Auf die Dauer hielt seine Klugheit nicht vor. Einmal gelang es dem Kaninchenm­äuligen, einen Vorwand für eine Bestrafung zu erlisten. Er diktierte ihm die Strafe geschäftsm­äßig, knapp, fast militärisc­h. Die Härchen seiner Nase zitterten, als schnuppere er wollüstig. Da hob Martin Krüger die Hand und schlug ihm ins Gesicht. Es war eine große Genugtuung. Aber sie wollte bezahlt sein. Der Direktor nämlich, klüger als sein Gefangener, beherrscht­e sich, beschloß, den Schlag Krügers als einen Wahnsinnsa­nfall zu nehmen, schickte ihn in die Tobzelle.

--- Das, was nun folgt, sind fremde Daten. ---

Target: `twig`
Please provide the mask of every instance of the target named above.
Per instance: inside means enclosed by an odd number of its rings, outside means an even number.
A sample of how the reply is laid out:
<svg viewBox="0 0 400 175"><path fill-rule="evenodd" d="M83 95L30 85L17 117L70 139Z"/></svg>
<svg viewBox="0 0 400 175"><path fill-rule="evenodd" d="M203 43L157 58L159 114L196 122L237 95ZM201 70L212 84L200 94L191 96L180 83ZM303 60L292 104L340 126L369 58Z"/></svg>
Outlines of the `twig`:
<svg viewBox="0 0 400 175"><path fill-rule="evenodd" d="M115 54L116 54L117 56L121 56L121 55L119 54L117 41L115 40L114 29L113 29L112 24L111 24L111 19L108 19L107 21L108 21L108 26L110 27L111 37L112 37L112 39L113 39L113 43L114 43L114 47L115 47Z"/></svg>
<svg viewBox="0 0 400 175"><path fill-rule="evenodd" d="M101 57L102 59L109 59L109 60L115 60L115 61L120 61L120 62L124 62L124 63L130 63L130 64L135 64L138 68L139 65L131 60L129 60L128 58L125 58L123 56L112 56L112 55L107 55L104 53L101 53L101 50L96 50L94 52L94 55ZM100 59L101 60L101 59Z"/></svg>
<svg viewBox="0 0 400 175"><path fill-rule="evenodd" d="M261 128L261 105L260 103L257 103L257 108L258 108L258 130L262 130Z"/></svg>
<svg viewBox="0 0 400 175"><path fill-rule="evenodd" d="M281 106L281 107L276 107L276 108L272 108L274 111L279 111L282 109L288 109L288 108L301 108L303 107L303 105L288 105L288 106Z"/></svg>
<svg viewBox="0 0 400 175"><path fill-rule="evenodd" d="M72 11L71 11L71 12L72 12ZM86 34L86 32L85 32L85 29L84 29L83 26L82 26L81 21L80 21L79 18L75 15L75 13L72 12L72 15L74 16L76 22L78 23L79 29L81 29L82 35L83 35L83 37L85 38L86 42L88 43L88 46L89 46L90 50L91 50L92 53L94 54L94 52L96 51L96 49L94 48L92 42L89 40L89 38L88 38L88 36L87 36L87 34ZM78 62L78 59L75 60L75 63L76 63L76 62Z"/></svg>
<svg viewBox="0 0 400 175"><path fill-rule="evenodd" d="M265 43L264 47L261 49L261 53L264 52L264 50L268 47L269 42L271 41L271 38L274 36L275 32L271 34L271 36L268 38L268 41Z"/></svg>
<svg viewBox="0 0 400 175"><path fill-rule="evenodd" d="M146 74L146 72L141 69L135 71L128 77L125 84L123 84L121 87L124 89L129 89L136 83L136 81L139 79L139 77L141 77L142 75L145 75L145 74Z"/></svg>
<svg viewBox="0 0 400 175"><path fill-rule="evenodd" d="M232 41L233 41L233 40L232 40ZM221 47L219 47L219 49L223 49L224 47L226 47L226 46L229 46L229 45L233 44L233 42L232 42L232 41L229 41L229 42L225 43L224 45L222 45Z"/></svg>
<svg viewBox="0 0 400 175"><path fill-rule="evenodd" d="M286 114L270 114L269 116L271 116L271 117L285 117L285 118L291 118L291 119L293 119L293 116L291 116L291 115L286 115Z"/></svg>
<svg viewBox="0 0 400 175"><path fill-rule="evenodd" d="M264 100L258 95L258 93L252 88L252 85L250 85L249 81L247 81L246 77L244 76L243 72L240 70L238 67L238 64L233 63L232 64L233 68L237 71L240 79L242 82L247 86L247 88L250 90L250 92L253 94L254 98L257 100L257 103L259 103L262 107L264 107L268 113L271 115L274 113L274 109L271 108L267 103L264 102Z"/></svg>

Die Tobzelle war im Keller des Zuchthause­s, ein sehr enger Käfig. Martin Krüger mußte sich entkleiden, man ließ ihm nur das Hemd. Man stieß ihn ein paar glitschige Steinstufe­n hinunter. Scharfer Gestank schlug ihm entgegen, herrührend von der Notdurft derer, die vor ihm dagesessen waren. Es war Nachmittag, doch hier unten war es vollständi­g dunkel. Er tastete, wo er sei, stieß sich an Stäben, an Wänden. Spürte, daß der Boden nackt war, uneben, voll von Löchern. Sein Hemd war kurz, die scharfe Kälte lähmte; stand er auf, um sich zu bewegen, so schnitt sie wie Messer. Als man ihn in diese Tobzelle sperrte, mochte es vier Uhr nachmittag­s gewesen sein.

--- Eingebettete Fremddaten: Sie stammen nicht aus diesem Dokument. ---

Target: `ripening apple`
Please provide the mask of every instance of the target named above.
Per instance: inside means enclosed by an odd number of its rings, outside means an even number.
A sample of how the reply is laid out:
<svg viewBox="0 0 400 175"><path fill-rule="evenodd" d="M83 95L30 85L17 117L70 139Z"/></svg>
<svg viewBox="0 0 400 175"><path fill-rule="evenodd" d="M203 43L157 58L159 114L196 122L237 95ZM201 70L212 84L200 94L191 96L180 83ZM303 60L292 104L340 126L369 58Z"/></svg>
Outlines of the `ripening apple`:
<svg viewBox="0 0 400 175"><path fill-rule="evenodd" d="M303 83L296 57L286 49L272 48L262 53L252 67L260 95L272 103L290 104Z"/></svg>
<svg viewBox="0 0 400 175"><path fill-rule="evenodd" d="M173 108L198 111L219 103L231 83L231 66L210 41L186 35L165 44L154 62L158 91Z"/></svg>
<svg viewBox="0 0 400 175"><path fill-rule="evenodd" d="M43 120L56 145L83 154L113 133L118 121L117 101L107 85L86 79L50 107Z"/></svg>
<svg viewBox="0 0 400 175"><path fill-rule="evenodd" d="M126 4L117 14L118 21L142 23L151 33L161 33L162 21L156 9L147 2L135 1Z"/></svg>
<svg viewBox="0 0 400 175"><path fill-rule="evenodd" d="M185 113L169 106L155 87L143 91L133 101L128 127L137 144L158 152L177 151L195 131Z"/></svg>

Wenige Stunden später wußte er nicht mehr, ob es Nacht war oder schon Tag. Auch von dem Gestank spürte er nichts mehr. Ratten gab es viele in seinem Käfig; aber der Mann Krüger hatte kein Bedürfnis, mit ihnen zu sprechen. Er legte sich hin, er hoffte, zu erfrieren; erfrieren, hatte er gehört, sei ein guter Tod. Aber er konnte nicht liegenblei­ben; die Ratten störten ihn.